Reid first laid eyes on Kolb when he was a freshman at Houston. He was sitting in a hotel room on a Saturday watching college football and couldn’t believe how much Kolb could handle mentally as a quarterback. Reid told his personnel department to keep an eye on this kid. Consequently, it was no mystery the Eagles made him a second-round pick, 36th overall, in the 2007 draft.

Reid and Mornhinweg do have a lot of confidence in Kolb. The Eagles plan to use more offensive shifting this season, switching up things more than when McNabb was here, believing Kolb can handle the significant alterations, considering his limited starts.

There were rumblings that Kolb’s agent wanted to engineer a way out of Philadelphia if McNabb remained the starter. “I was telling myself when the (trade rumors) were in the air that this could be great for me,” said Kolb, the son of a coach. “I really believe in what we do here, and I totally believe that (Reid and Mornhinweg) are two of the very best offensive coaches in the league. I couldn’t ask for better support.”

The unspoken word among the Eagles was that it was time for a quarterback switch.
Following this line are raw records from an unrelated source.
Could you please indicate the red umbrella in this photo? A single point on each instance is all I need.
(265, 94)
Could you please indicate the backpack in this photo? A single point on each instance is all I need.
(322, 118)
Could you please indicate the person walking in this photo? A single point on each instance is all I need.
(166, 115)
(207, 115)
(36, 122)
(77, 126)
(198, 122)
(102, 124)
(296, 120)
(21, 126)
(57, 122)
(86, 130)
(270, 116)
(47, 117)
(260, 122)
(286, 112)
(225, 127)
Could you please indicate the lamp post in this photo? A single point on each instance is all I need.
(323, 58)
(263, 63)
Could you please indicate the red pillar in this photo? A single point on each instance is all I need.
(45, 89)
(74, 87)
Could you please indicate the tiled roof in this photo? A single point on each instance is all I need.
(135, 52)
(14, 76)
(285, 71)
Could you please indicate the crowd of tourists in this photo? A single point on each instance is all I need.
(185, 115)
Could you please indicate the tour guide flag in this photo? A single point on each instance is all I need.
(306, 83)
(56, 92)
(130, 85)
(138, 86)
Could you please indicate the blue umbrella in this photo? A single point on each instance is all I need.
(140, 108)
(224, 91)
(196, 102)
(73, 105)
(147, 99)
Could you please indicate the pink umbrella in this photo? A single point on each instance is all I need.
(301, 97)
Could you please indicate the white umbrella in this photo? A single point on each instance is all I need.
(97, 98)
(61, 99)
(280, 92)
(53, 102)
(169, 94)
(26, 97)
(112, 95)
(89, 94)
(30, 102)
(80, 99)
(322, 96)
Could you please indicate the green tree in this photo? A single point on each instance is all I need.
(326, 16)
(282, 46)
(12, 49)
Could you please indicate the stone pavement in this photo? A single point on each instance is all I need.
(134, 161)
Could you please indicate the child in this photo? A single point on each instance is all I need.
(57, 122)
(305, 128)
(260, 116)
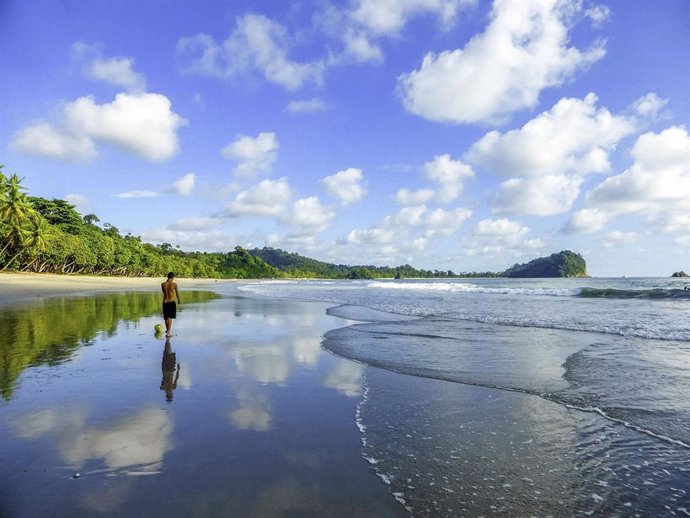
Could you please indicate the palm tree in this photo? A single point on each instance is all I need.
(15, 213)
(35, 238)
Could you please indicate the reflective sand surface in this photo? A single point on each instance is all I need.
(241, 413)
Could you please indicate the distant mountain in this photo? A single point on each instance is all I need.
(562, 264)
(295, 265)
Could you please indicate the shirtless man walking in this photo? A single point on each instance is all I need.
(170, 293)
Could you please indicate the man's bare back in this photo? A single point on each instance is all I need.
(170, 292)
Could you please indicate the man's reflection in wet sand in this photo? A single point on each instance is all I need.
(171, 371)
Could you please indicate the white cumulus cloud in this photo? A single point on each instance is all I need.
(185, 185)
(656, 186)
(254, 154)
(140, 124)
(268, 198)
(522, 51)
(449, 174)
(118, 72)
(257, 44)
(307, 106)
(310, 215)
(346, 185)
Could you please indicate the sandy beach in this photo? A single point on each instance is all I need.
(23, 287)
(240, 413)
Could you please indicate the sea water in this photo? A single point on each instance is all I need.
(514, 397)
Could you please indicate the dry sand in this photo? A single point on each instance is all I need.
(24, 287)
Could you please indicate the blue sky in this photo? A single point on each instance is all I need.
(448, 134)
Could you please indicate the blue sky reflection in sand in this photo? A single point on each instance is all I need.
(259, 412)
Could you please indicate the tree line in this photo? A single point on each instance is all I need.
(41, 235)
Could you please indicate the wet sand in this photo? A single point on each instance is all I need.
(258, 421)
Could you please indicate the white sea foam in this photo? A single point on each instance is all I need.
(462, 287)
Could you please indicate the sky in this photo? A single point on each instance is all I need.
(463, 135)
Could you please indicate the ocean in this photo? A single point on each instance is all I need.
(519, 397)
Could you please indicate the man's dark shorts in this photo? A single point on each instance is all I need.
(169, 310)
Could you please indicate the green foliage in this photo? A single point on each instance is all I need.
(562, 264)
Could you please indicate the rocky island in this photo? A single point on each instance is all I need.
(562, 264)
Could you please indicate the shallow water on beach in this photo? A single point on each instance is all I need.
(241, 414)
(557, 397)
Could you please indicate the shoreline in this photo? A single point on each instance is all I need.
(262, 394)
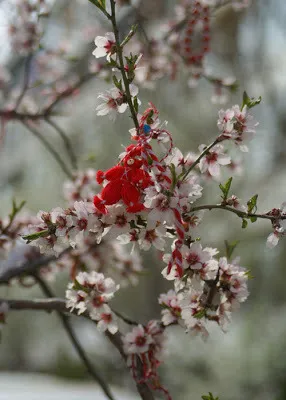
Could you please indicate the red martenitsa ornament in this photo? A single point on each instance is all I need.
(126, 182)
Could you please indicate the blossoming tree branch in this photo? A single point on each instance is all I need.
(147, 198)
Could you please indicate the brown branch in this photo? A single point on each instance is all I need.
(47, 110)
(49, 147)
(59, 305)
(28, 268)
(27, 73)
(121, 65)
(65, 140)
(241, 214)
(69, 330)
(207, 149)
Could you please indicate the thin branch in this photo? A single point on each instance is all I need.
(27, 73)
(241, 214)
(61, 96)
(127, 320)
(59, 305)
(69, 330)
(66, 141)
(121, 65)
(96, 3)
(29, 267)
(48, 146)
(207, 149)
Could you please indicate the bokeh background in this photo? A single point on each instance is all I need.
(246, 363)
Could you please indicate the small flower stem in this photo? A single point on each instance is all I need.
(207, 149)
(27, 73)
(121, 65)
(127, 320)
(102, 9)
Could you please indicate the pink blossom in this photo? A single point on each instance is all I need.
(212, 161)
(106, 46)
(137, 341)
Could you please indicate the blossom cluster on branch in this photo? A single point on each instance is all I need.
(149, 197)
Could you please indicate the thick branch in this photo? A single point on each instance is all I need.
(59, 305)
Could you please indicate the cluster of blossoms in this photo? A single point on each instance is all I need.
(279, 225)
(147, 198)
(211, 289)
(11, 231)
(237, 124)
(25, 31)
(91, 293)
(145, 344)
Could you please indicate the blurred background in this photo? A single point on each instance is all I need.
(246, 363)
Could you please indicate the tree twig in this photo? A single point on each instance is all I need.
(69, 330)
(207, 149)
(241, 214)
(49, 147)
(121, 65)
(66, 141)
(59, 305)
(27, 73)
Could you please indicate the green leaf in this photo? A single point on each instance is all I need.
(99, 3)
(252, 204)
(135, 103)
(250, 102)
(244, 223)
(229, 248)
(225, 188)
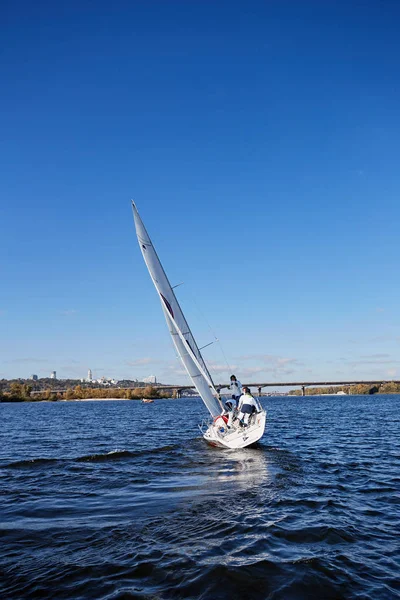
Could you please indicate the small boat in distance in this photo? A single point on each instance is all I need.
(216, 432)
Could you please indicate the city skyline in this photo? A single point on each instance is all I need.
(261, 148)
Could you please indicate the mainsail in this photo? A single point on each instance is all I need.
(177, 324)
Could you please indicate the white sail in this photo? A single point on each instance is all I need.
(177, 324)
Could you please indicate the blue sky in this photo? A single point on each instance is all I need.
(260, 141)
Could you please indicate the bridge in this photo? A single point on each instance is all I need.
(178, 389)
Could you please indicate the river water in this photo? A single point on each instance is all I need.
(121, 500)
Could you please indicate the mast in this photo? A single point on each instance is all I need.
(179, 329)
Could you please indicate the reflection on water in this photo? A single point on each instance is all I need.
(247, 467)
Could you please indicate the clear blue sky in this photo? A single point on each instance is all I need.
(261, 142)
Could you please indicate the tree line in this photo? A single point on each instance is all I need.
(389, 387)
(22, 392)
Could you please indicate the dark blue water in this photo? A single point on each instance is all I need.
(125, 500)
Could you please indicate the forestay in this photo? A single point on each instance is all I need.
(177, 324)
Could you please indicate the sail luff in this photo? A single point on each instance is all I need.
(179, 329)
(171, 290)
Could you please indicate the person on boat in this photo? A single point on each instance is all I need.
(247, 406)
(236, 391)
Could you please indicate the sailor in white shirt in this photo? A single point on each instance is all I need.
(247, 405)
(236, 391)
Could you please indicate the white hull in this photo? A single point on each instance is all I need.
(236, 437)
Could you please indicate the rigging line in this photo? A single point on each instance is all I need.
(212, 331)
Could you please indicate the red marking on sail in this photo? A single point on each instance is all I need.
(169, 307)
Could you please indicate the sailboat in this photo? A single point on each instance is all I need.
(216, 432)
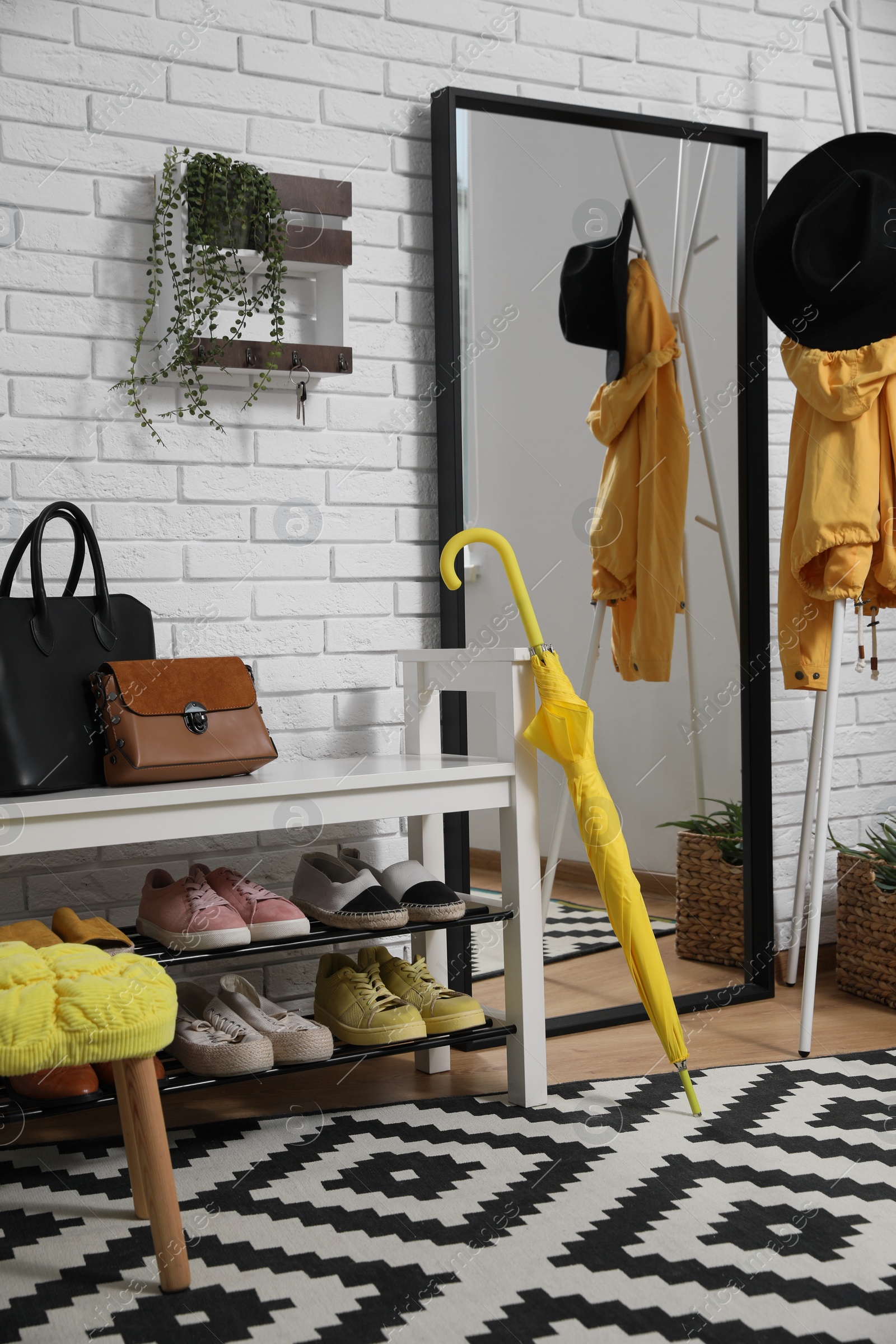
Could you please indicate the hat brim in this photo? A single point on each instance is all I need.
(781, 291)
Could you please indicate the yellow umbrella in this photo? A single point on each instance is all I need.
(563, 729)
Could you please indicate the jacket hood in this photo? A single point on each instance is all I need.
(843, 384)
(651, 343)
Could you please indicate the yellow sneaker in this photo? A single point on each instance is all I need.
(441, 1009)
(358, 1007)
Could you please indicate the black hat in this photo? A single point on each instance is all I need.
(825, 249)
(593, 295)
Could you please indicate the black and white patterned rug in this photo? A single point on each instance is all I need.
(571, 932)
(609, 1214)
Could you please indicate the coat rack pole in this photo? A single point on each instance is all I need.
(829, 710)
(813, 925)
(840, 84)
(684, 326)
(563, 801)
(847, 15)
(632, 193)
(805, 838)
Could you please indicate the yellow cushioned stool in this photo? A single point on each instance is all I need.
(74, 1005)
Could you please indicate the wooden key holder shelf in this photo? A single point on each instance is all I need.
(319, 248)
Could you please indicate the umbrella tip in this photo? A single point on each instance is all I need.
(688, 1086)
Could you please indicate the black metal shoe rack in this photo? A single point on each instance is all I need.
(14, 1110)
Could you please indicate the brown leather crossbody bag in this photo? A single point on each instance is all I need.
(169, 720)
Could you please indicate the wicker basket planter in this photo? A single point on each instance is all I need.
(710, 904)
(866, 933)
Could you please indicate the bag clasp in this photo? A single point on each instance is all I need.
(195, 717)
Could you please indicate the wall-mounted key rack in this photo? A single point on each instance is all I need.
(319, 248)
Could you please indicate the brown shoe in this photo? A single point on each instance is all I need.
(54, 1086)
(108, 1079)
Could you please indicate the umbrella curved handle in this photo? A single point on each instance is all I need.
(515, 578)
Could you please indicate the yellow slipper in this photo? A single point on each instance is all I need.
(31, 932)
(358, 1007)
(441, 1009)
(96, 932)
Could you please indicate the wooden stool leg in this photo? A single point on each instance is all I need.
(151, 1141)
(130, 1141)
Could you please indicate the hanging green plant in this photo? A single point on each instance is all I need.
(230, 206)
(725, 825)
(879, 848)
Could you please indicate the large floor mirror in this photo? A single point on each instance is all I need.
(546, 217)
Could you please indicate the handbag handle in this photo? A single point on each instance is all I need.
(23, 541)
(41, 623)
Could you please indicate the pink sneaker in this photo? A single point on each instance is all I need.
(189, 914)
(268, 916)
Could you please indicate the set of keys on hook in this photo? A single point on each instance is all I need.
(301, 386)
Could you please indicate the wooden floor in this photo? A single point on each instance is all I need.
(749, 1034)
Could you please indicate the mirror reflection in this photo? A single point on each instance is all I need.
(598, 280)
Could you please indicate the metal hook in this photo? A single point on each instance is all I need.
(298, 367)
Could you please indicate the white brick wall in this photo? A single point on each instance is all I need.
(92, 95)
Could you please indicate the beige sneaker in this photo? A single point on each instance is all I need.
(358, 1007)
(441, 1009)
(296, 1040)
(211, 1040)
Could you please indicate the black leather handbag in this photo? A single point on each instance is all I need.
(50, 738)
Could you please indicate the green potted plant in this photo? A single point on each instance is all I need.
(710, 890)
(230, 206)
(867, 916)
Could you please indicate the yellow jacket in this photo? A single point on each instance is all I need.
(840, 484)
(638, 519)
(74, 1005)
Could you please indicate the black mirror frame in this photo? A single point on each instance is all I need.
(753, 438)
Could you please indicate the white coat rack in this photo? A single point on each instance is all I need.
(683, 256)
(824, 727)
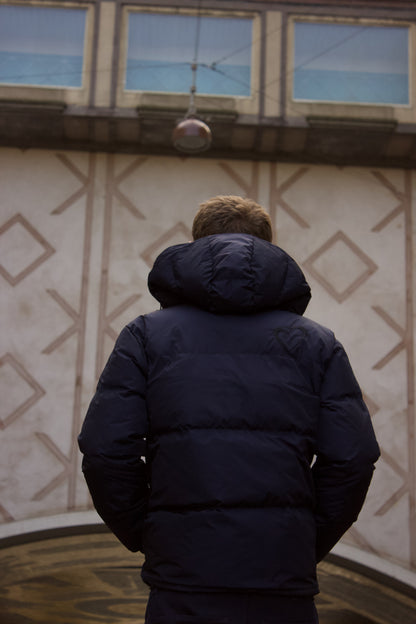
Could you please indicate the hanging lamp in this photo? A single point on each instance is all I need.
(192, 135)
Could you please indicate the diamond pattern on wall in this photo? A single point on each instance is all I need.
(179, 233)
(16, 382)
(340, 266)
(22, 249)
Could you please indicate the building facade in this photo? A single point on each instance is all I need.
(313, 114)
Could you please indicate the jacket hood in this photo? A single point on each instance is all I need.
(229, 274)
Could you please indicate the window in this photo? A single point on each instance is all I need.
(349, 63)
(162, 47)
(41, 46)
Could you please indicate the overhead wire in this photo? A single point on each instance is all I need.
(214, 65)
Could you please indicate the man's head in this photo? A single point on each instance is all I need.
(230, 214)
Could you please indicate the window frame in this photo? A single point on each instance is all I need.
(40, 93)
(176, 100)
(404, 113)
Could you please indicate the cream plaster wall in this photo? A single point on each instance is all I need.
(78, 234)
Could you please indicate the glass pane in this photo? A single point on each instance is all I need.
(41, 45)
(161, 49)
(346, 63)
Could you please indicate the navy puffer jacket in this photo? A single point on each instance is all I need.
(258, 447)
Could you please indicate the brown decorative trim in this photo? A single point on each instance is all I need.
(148, 253)
(70, 462)
(112, 191)
(340, 296)
(251, 187)
(38, 391)
(49, 250)
(276, 194)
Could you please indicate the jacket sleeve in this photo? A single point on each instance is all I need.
(345, 454)
(113, 440)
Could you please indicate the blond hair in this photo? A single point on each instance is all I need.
(232, 214)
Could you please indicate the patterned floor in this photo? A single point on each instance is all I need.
(92, 579)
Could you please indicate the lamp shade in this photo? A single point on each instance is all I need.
(192, 136)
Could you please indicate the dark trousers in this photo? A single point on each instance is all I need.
(171, 607)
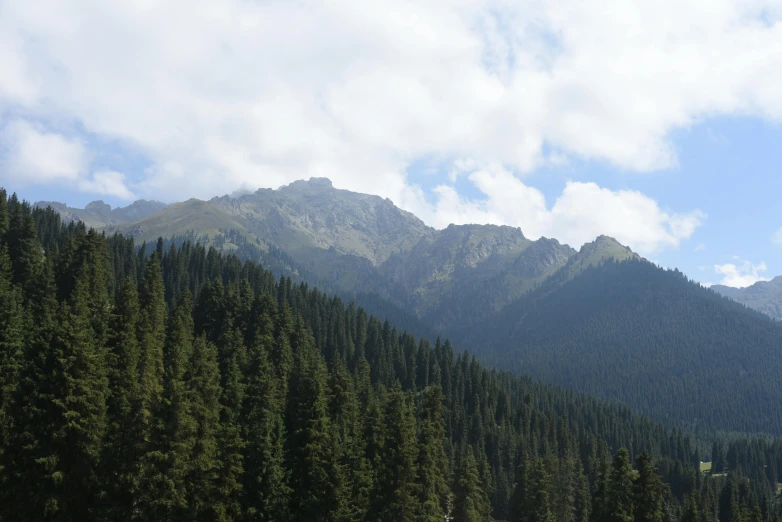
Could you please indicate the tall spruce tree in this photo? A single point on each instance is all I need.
(620, 505)
(649, 491)
(471, 504)
(265, 478)
(434, 493)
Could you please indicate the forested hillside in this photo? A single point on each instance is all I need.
(181, 384)
(763, 296)
(649, 338)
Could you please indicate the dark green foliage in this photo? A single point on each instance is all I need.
(188, 385)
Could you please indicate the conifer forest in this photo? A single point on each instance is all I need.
(172, 382)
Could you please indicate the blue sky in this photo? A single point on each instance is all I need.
(656, 122)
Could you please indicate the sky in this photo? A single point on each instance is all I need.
(655, 122)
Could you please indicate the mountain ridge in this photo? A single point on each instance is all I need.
(763, 296)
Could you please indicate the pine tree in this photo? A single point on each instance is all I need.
(311, 454)
(12, 340)
(619, 489)
(345, 415)
(471, 504)
(152, 336)
(265, 478)
(396, 498)
(124, 440)
(171, 429)
(541, 488)
(58, 462)
(203, 390)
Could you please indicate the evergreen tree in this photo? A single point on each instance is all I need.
(649, 491)
(265, 477)
(152, 336)
(620, 506)
(471, 504)
(314, 477)
(202, 380)
(396, 496)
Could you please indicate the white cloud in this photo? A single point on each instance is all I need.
(580, 213)
(741, 273)
(36, 156)
(108, 182)
(242, 93)
(219, 96)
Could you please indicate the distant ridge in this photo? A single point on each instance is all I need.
(763, 296)
(98, 214)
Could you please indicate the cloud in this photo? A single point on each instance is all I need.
(32, 155)
(582, 212)
(741, 274)
(109, 182)
(248, 94)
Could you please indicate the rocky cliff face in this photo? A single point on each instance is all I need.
(306, 217)
(361, 243)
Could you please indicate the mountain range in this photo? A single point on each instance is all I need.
(599, 319)
(764, 296)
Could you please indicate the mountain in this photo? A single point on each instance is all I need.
(599, 320)
(188, 385)
(364, 244)
(647, 337)
(99, 214)
(463, 272)
(763, 296)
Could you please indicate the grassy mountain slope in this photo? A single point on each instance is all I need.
(647, 337)
(763, 296)
(453, 274)
(192, 216)
(307, 217)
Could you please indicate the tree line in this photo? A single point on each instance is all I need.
(177, 383)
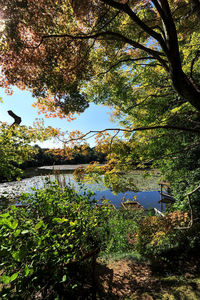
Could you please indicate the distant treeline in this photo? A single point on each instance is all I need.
(77, 155)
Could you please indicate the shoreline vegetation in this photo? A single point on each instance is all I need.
(121, 251)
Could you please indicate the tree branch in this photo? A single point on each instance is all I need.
(110, 35)
(15, 117)
(192, 130)
(123, 61)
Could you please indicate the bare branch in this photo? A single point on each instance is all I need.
(123, 61)
(109, 35)
(15, 117)
(193, 62)
(191, 130)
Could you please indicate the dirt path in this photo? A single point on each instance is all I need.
(119, 280)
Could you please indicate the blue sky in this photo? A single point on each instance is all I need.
(96, 117)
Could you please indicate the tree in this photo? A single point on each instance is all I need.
(65, 43)
(142, 57)
(15, 147)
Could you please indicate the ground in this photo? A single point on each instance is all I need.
(127, 279)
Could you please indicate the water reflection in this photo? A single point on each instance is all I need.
(148, 196)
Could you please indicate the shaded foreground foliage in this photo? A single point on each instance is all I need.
(44, 242)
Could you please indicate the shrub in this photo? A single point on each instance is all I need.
(163, 239)
(43, 242)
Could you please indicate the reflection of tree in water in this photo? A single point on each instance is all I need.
(133, 181)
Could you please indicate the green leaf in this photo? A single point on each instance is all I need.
(25, 231)
(14, 276)
(5, 279)
(27, 270)
(16, 255)
(39, 225)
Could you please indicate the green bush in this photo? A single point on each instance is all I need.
(168, 239)
(117, 231)
(42, 243)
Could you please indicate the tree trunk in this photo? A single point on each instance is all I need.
(185, 88)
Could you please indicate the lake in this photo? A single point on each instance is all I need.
(145, 189)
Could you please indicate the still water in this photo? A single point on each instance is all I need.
(147, 188)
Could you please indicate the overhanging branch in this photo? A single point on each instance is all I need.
(191, 130)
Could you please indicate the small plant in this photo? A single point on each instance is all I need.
(43, 242)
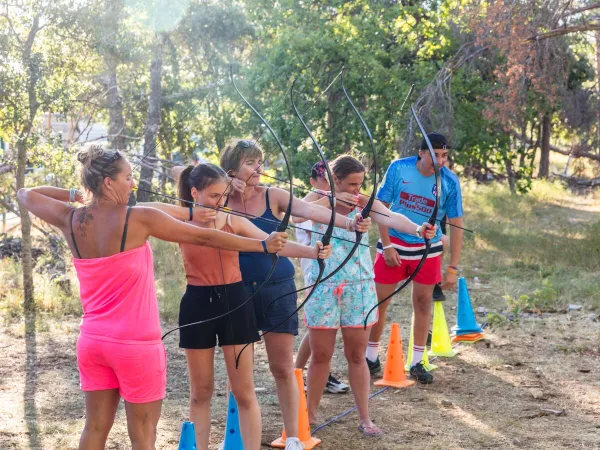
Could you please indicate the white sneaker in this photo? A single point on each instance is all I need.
(293, 444)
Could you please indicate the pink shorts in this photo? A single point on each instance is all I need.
(138, 370)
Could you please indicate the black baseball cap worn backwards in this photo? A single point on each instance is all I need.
(438, 141)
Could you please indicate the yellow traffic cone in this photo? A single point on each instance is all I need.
(440, 340)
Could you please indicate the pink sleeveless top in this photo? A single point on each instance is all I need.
(119, 298)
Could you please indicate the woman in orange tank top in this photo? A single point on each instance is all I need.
(119, 351)
(214, 287)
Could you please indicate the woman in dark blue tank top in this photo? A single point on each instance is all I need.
(254, 266)
(242, 159)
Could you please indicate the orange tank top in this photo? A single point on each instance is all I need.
(208, 266)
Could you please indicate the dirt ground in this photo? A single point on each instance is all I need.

A few of the veterans were still sore about McNabb’s treatment of Terrell Owens, plus a lot of the younger players simply didn’t understand why McNabb wouldn’t take full responsibility for his mistakes and why he thought he should enjoy favored treatment from management. His image hurt him in the locker room despite his accomplishments.

This is why explosive receiver DeSean Jackson said: “It was time for a change. We've got so many young players. It made a lot of sense.”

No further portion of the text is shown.